Whole Number Times Unit Fractions (n X 1/a)

Throughout the article, we will get familiar with real life diagrams and understand how their multiplication works and what they could give. Then we will see how we can represent them using block diagrams since they are easier to make and can be used for any kind of quantity. 

For example, 1/2 of an orange can be drawn using block diagram as well.

 

Block diagrams, while not equally as concrete as real images are still a more visual way to express fractions. We cannot keep making them over and over again, since it can get tedious. 

So, we move on to number lines! We know that any number, which includes whole numbers and fractions, can be shown in a number line. We are familiar with how fraction addition and subtraction can be shown in the number line, Likewise, multiplication of fractions can also be shown on a number line. 

Whole Number Times Non-Unit Fractions (n X a/b)

Now that we are familiar with multiplying a whole number and a unit fraction, we will move on to getting comfortable with multiplying whole number with any kind of fraction, not just unit fractions. The basic idea is the same as before, we take groups of fractions and see how many groups there are in total. This will help us write the final product. Let's look at the following examples to understand how this looks like visually and how we can find the product of such a multiplication process.  

Look at the given block diagram. 

What would three groups of the image look like? 

We simply make three copies of the image, giving us this block diagram. 

We can also keep all the shaded portions together, as shown in the given block diagram. 

 

Let us again have a look at this block diagram. What expression can we write for the given diagram? We have 3 copies of size 2/4 each, so we write it as 3 x 2/4.  

Can we write a single fraction that denotes the shaded portion? If we count the shaded portions, we see that there are 6 of those. The size of each of the shaded portions is 1/4. So, this means that 3 x 2/4 will need to be 6/4.  

You may be tempted to say that the single fraction that denotes the multiplication is 6/12. But the size of each part (denominator) does not change when the number of groups increases. We are still talking about 6 groups of size 1/4, not 6 groups of size 1/12. In other words, we are still writing the fraction in terms of the whole (and 4 parts of size 1/4 make 1 whole).

We see that 3 x 2/4 gives 6/4. This tells us that multiplying a whole number by a non-unit fraction means multiplying the numerator and the whole number to get a new numerator, while the denominator remains the same. This is because the number of shaded portions change but the size of each of the portions is the same (hence the same denominator). 
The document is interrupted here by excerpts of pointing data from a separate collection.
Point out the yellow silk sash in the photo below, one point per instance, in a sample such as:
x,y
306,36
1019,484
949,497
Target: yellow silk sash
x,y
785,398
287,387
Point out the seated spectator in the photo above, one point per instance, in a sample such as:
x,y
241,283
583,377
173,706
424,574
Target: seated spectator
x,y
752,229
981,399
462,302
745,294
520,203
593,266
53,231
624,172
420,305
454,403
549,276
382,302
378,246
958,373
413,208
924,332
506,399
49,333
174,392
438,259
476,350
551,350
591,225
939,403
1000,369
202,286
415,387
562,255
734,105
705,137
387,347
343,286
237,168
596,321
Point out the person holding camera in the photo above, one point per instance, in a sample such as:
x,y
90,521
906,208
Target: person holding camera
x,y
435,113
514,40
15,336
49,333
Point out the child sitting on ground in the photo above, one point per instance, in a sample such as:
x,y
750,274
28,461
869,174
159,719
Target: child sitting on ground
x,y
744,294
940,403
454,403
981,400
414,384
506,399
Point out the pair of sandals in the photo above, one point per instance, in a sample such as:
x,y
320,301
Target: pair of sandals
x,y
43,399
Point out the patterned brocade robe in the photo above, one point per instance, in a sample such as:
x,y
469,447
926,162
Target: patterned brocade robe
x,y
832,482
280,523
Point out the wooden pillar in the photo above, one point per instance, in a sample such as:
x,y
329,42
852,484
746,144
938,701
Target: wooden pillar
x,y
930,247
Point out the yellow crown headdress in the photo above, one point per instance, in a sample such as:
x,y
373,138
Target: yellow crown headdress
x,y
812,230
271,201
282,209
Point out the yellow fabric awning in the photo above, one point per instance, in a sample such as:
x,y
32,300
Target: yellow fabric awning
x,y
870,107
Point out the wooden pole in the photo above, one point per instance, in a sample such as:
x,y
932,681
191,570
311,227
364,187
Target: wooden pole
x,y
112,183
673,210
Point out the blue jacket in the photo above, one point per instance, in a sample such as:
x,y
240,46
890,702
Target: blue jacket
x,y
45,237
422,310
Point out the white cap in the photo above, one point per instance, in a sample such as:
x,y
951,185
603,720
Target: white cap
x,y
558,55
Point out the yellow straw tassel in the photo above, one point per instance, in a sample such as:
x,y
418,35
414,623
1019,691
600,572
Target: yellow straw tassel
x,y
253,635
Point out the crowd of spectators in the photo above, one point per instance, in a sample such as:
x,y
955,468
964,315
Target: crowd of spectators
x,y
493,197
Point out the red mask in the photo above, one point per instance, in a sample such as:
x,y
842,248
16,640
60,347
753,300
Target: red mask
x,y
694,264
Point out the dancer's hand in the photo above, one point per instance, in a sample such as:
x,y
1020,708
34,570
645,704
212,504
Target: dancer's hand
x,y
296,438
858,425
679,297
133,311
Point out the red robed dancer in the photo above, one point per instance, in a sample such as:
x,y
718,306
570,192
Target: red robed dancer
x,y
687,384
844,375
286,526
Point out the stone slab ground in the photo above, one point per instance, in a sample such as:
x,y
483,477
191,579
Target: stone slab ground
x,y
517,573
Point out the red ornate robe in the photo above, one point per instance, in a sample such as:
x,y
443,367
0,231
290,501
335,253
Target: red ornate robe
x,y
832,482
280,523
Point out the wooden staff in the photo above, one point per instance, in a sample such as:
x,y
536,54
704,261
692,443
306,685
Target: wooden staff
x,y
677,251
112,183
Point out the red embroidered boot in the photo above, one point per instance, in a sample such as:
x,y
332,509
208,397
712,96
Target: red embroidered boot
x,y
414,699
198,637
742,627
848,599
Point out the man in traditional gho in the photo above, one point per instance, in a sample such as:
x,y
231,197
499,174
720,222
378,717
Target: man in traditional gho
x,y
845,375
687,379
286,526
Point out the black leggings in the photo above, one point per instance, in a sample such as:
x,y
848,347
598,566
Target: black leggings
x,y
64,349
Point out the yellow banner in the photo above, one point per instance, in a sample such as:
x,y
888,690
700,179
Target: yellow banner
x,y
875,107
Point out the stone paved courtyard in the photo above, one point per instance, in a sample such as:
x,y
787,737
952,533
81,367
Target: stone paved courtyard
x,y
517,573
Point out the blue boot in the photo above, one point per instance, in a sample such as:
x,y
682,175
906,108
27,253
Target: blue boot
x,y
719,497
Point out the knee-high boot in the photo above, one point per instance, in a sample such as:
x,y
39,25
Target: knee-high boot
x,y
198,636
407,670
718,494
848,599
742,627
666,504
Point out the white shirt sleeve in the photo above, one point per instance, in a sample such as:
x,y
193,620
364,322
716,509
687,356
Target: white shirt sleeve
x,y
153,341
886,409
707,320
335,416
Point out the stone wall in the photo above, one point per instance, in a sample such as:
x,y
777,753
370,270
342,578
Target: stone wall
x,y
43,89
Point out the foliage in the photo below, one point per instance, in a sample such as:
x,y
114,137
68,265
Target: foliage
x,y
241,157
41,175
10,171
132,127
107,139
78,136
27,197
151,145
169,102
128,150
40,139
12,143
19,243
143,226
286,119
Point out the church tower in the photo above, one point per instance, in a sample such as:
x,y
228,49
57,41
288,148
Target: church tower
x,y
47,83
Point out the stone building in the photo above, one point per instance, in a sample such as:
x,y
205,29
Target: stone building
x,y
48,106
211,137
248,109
This helps us generalize a multiplication of whole number and fractions as:

n x a/b as (n a)/b.

Some Real -life Situations with Fractions

We have gotten familiar with multiplying fraction and whole numbers where whole number acts as the operator, which tells us that we repeat the fractional quantity based on what the whole number operator is. 4 x 1/3 means taking 4 repetitions of 1/3 and adding them. 

Moving on, we will look at more real-life context-based examples and form expressions that are suitable for the said contexts. Through this, we will find specific forms of the equivalent expressions to represent the information in the given context and see how they differ from other expressions that end up giving us the same numerical value.

For example, say a shop sells packets of biscuits that weigh 3/5 kg. Person A orders 4 such packets, so the expression we get for the total weight is 4 x 3/5, which gives us (4x3)/5 = 12/5.

Person B comes in with their friend Person C. They each buy one packet of biscuits and do the same for two days in a row. The expression for total weight of biscuits they bought will be 2 x (2 x 3/5), which gives us (2 x 2 x 3)/5 = 12/5! The same as before! 

Even when the answer is the same, the contexts of both these cases are different, so we need to be careful while writing expression for the given context.   

While we can easily multiply a whole number and a fraction now, it might be useful to know what our answer could be (roughly) without actually having to solve the expression. Unlike with multiplication of two whole numbers, where the product is always greater than the two numbers, it is not the same for when fractions are involved. Since we are taking repetitions of fractions, the product is usually smaller than the operator but bigger than the fractional value we are working on.